C’est ce qui ressort de la deuxième question du légiste, en écho à sa première question sur la vie éternelle — « Maître, que dois-je faire pour recevoir en partage la vie éternelle ? » — la deuxième question : « Et qui est mon prochain ? » est une façon de dire à Jésus : si nous sommes d’accord sur le cœur de la Loi, cela n’a pas répondu tout à fait concrètement à ma question sur la vie éternelle — c'est-à-dire être devant Dieu, juste dans l'amour de Dieu et du prochain, au-delà des catégories et autres définitions —, question qui donc en a appelé une autre : qui est mon prochain ? En d’autres termes : comment est-ce que le double commandement qui résume la Loi biblique, ouvre concrètement sur la vie éternelle — être devant Dieu, être en vérité, être un prochain pour son frère, sa sœur.

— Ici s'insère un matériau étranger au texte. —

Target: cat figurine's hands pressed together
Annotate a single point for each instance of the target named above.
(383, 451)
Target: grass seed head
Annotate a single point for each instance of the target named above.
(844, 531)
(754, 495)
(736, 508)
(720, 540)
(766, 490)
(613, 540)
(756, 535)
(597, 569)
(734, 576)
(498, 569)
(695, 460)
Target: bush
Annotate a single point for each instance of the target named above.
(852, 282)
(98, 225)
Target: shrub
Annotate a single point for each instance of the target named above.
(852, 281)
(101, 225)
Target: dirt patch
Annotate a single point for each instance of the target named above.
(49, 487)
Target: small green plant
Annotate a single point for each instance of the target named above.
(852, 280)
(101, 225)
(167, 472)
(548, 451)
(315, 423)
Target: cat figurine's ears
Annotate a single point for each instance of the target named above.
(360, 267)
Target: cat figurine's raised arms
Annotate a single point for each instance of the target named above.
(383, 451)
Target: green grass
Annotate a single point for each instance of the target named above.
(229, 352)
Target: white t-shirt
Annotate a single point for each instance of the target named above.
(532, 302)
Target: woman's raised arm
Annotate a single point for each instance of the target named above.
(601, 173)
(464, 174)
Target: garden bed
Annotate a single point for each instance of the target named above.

La réponse sera : la grâce, dont l’expression est la gratitude.
« Qui est mon prochain ? » On aurait pu croire recevoir une définition du prochain qui corresponde à une catégorie, du genre : c’est celui qui est proche de moi par l’ethnie, la nation, la foi partagée. Ou alors, le prochain pourrait apparaître comme celui qui s’impose à moi par ses besoins. Ainsi, presque jusqu’à la fin de cette histoire racontée par Jésus, on peut penser que le prochain est a priori le blessé au bord de la route, celui, donc, qui, au-delà de son appartenance ethno-religieuse, a des besoins, celui qui a besoin de mon secours, celui dont la situation, qui pourrait être la mienne, remue mes entrailles, émeut ma compassion, comme elle émeut celle du Samaritain de l’histoire (ce qui certes est très bon).
Aujourd'hui, musulmans ou chrétiens à accueillir ? C'est une question que l'on entend, qui consiste à poser des catégories d'abord, en forme de classification en… prochain et… moins prochain ? Ou alors, quand même mieux, celui qui a des besoins et qui m'émeut quelle que soit sa religion. Comme dans notre parabole… (Et cela est bel et bon.)

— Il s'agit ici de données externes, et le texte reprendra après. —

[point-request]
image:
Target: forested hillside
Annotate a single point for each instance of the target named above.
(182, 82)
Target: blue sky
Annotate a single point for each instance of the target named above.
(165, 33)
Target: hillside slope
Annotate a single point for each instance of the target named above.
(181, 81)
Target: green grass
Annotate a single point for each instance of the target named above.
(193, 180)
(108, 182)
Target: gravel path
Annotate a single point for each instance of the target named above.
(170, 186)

Mais voilà qu’à la fin, on découvre que ce n'est encore pas ça : il est question de dignité. Le prochain dans la parabole n’est certes pas celui que l’on catégoriserait comme tel, ni même tant celui qui serait reconnaissable parce que ses besoins remuent mes entrailles, émeuvent ma pitié, aimé dans une sorte d'illusion de gratuité… Illusion dommageable pour la dignité de celui qui est aidé et pour celui qui croit aimer gratuitement, qui croit être à hauteur d'aimer son prochain comme lui-même, illusion dommageable pour la vérité de l'amour. Voyons ! On n'aime pas communément comme soi-même ! À preuve, ce qui est encore loin d'être le jusqu'à la mort d'un amour vrai, on ne donne pas tous ses biens aux misérables. On ne donne que de son superflu — voire beaucoup, mais c'est tout. Par exemple, on ne remédie pas aux écarts de revenus faramineux de notre société, de notre monde, ce qui, sans compter la persécution, contribue à induire l'afflux de réfugiés. Celui qui a infiniment plus estime même éventuellement l'avoir mérité pour lui et les siens face à celui qui n'a rien, et n'avoir pas envie de s’appauvrir en partageant… ou en partageant trop ! Faut-il un autre signe de ce qu'on n'aime pas pleinement ni gratuitement ! Illusion qui en outre nourrit le sentiment de supériorité celui qui se paie le luxe de croire offrir dans la gratuité, au risque de retirer au bénéficiaire jusqu'à la dignité de donner en retour.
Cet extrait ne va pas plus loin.